In all but a tiny minority of psychedelics, dissociatives, and deliriants, hallucinations of various kinds are only one of many effects produced. The nature of the hallucinations produced is dependent on the specific compound. Broadly speaking, psychedelics reduce the filters in the brain causing sensory overload which is often manifested in visual and audial distortion, dissociatives cause a separation between cognition and sensory awareness (possibly including hallucination or dreamlike experiences), and deliriants are a class of drug that produce a fragmented dissociated state of quasi-consciousness akin to sleepwalking where dreams and reality intertwine to produce potentially dangerous hallucinations indistinguishable from reality.



Forgotten?

After the fading from public sight as one of the many elements of the 1960s counterculture, hallucinogen use took a less visible but nevertheless persistent role in Western society in the 1970s and 1980s. In the 1990s and 2000s something of a revival of interest in the drugs has occurred. There are probably several important contributing factors to the resurgence. One is the rise of dance-based rave and trance culture, in which participants frequently employ drugs such as the entactogen MDMA, and to a lesser extent, other hallucinogenic drugs such as LSD, magic mushrooms and ketamine, as an aid to inducing ecstatic or trance states of consciousness.
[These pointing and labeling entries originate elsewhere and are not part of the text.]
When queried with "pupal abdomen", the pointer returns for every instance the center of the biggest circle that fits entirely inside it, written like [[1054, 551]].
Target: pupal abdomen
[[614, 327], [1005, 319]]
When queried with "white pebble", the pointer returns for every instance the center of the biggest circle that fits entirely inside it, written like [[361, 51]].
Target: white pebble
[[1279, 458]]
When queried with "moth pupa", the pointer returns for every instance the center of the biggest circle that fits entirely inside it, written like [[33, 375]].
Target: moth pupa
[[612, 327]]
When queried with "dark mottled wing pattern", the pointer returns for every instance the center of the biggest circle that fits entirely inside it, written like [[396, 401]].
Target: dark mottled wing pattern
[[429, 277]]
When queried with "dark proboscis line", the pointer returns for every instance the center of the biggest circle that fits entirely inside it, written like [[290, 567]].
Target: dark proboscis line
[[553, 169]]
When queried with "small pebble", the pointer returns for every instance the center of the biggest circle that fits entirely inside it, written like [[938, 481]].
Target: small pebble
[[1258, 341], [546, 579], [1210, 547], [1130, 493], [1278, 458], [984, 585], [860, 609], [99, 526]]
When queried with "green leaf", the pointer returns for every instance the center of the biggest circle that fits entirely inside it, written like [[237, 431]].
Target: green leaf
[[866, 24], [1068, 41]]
A second major contributing factor to the revival of interest in hallucinogenic drugs has been the advent of the Internet and World Wide Web. This has made information pertaining to drugs much more accessible to the general public, provided a platform for advocacy that was not previously available, and has enabled otherwise isolated interested parties to communicate and exchange information and experiences. Some well-known contemporary authors of topics relating to hallucinogens include Terence McKenna, Stanislav Grof, Alan Watts, Aldous Huxley, Timothy Leary, Alexander Shulgin, Jonathan Ott and Rick Strassman.